Guest Post by Professor Shubha Ghosh. Prof. Ghosh is the Vilas Research Fellow & George Young Bascom Professor in Business Law at the University of Wisconsin Law School, where he is also the Associate Director of the Initiatives for Studies in Transformational Entrepreneurship (INSITE).
I was fortunate to be able to attend oral argument in Teva v Sandoz before the Supreme Court on October 15. At issue was a highly technical issue at the intersection of civil procedure and patent law: Is the standard of appellate review for patent claim construction de novo or clearly erroneous? The Justices’ engagement with this dry, but fundamental, question extended from hypos about bus crashes and South African Yellow Canaries (don’t ask) to elusive distinctions between facts and law in construing scientific terms like “average molecular weight.”
While the discussion was lively, the big question of what is the appropriate methodology for claim construction was avoided. The Federal Circuit presumably answered that question in Phillips v. AWH, but the Supreme Court has never addressed that issue. Even a lively oral argument cannot cure the failure to address claim construction methodology. I will address that problem at the end of this post after setting forth these highlights.
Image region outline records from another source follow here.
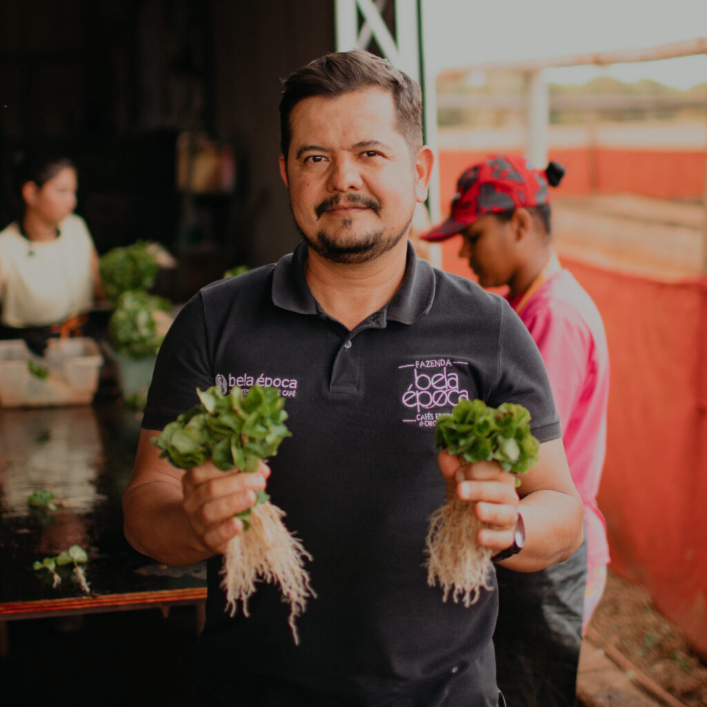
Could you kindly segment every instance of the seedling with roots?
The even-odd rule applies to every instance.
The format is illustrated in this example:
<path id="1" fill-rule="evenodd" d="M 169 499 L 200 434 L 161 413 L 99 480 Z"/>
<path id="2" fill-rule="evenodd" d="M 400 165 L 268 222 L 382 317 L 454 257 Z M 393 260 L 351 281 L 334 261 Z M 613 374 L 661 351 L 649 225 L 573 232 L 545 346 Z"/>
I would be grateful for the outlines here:
<path id="1" fill-rule="evenodd" d="M 234 387 L 224 395 L 216 386 L 197 390 L 201 403 L 167 425 L 153 443 L 160 456 L 180 469 L 208 460 L 222 471 L 257 471 L 260 461 L 274 456 L 291 433 L 285 425 L 285 401 L 276 388 L 255 385 L 244 395 Z M 316 596 L 305 569 L 312 556 L 282 522 L 284 512 L 261 491 L 255 504 L 238 514 L 244 532 L 230 541 L 223 556 L 222 585 L 231 616 L 241 604 L 248 616 L 248 600 L 258 580 L 279 583 L 290 604 L 289 624 L 296 644 L 295 620 L 305 611 L 308 597 Z"/>
<path id="2" fill-rule="evenodd" d="M 46 489 L 33 491 L 27 497 L 27 505 L 30 508 L 41 509 L 47 512 L 56 510 L 58 508 L 57 497 Z"/>
<path id="3" fill-rule="evenodd" d="M 32 565 L 35 572 L 46 571 L 52 575 L 52 588 L 55 589 L 62 583 L 62 578 L 57 571 L 57 568 L 74 564 L 71 575 L 86 594 L 90 592 L 90 587 L 86 580 L 86 574 L 80 565 L 85 565 L 88 561 L 88 556 L 86 550 L 80 545 L 71 545 L 68 550 L 62 550 L 56 557 L 45 557 L 41 562 L 38 560 Z"/>
<path id="4" fill-rule="evenodd" d="M 538 459 L 539 445 L 530 433 L 530 413 L 513 403 L 493 408 L 483 400 L 462 400 L 450 415 L 437 419 L 435 437 L 438 449 L 447 450 L 462 464 L 497 462 L 518 474 L 527 472 Z M 515 484 L 520 484 L 518 477 Z M 482 588 L 493 588 L 493 551 L 477 540 L 485 526 L 477 518 L 474 505 L 450 495 L 430 518 L 426 543 L 427 583 L 442 588 L 443 601 L 451 596 L 466 607 L 478 601 Z"/>
<path id="5" fill-rule="evenodd" d="M 57 556 L 57 564 L 59 566 L 74 563 L 74 570 L 71 574 L 86 594 L 90 592 L 90 587 L 86 581 L 86 576 L 83 573 L 83 568 L 79 566 L 86 564 L 88 561 L 88 556 L 83 548 L 79 545 L 71 545 L 68 550 L 60 552 Z"/>
<path id="6" fill-rule="evenodd" d="M 57 559 L 55 557 L 45 557 L 41 562 L 36 560 L 33 563 L 32 568 L 35 572 L 41 572 L 43 570 L 49 572 L 52 575 L 52 589 L 56 589 L 62 583 L 62 578 L 57 572 Z"/>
(1) Justice Alito stated the issue as one of whether a patent is analogous to a statute (for which there is no deference to legislative facts) or to a private contract (for which there is deference on factfinding). That may be just restating the question, but gives some indication on how some of the justices are approaching the matter. The question of right analogy is a bit of a red herring. Which analogy you choose depends on how you view the mix of law and fact in patent claims.
(2) Justice Roberts came out clearly, from my listening, on the side of patent as statute and emphasized the importance of uniformity (and implicitly the need to avoid forum shopping). Go Federal Circuit! Justice Scalia was hard to read although he did make a comparison between a patent and a deed. Also, given his opinion in Medimmune in 2007, he may come out on the side of a patent as a statute.
(3) Justice Breyer came out on the side of 52(a) and pushed back on Sandoz’ argument that the Court had already resolved the question of deference in Markman by concluding that claim construction is a matter of law. Justice Ginsburg pointed out the different context of the 7th Amendment in Markman. I think there were at least four Justices (Breyer, Ginsburg, Kagan and Kennedy) who seemed to be skeptical about special rules regarding fact finding for Markman hearings (which is one way of phrasing Sandoz’ argument). In addition, Justice Scalia’s strict constructionism would lead him to agree with Justice Breyer. Justice Sotomayor’s questions were more searching, but indicated some skepticism with Sandoz’ position.
(4) Even when there was sympathy for the Teva argument, there seemed to be some pushback on how to separate subsidiary facts from legislative facts (a big distinction for Teva and for the SG). I did not find a completely great answer although the SG brief and argument came close to a methodology for parsing facts.
Based on this reading of the oral arguments, I would predict a victory for Teva on the 52(a) issue with Justices Breyer, Ginsburg, Kagan, Kennedy and possibly Scalia or Sotomayor voting for a reversal. The open question is how to distinguish facts and law in patent claims. This question may just be left for another day.
Looming in the background of this case is the issue of how claim construction should be done. Although Philips offers the accepted methodology (and one that seems to have reduced the reversal rate on claim construction by the Federal Circuit), the Supreme Court has neither endorsed the decision nor addressed how district courts should construe claims. But the law/fact question is intimately connected with the methodology of construction.
Treating claim construction as purely a question of law is consistent with the plain meaning approach to construing claims, as endorsed by the Philips decision. The more courts rely on sources other than the words of a claim, such as prosecution history or expert witnesses, the more fact-based claim construction becomes. It is no coincidence that Teva in its arguments emphasized the role of experts and prosecution history in construing the meaning of “average molecular weight.” A ruling in favor of Teva would suggest that claim construction relies more heavily on factors extrinsic to the language of the claims, a position different from the plain meaning approach of Philips.
Of course, the ruling in Teva will just be the start and perhaps the first step in the Supreme Court examining claim construction methodology head on.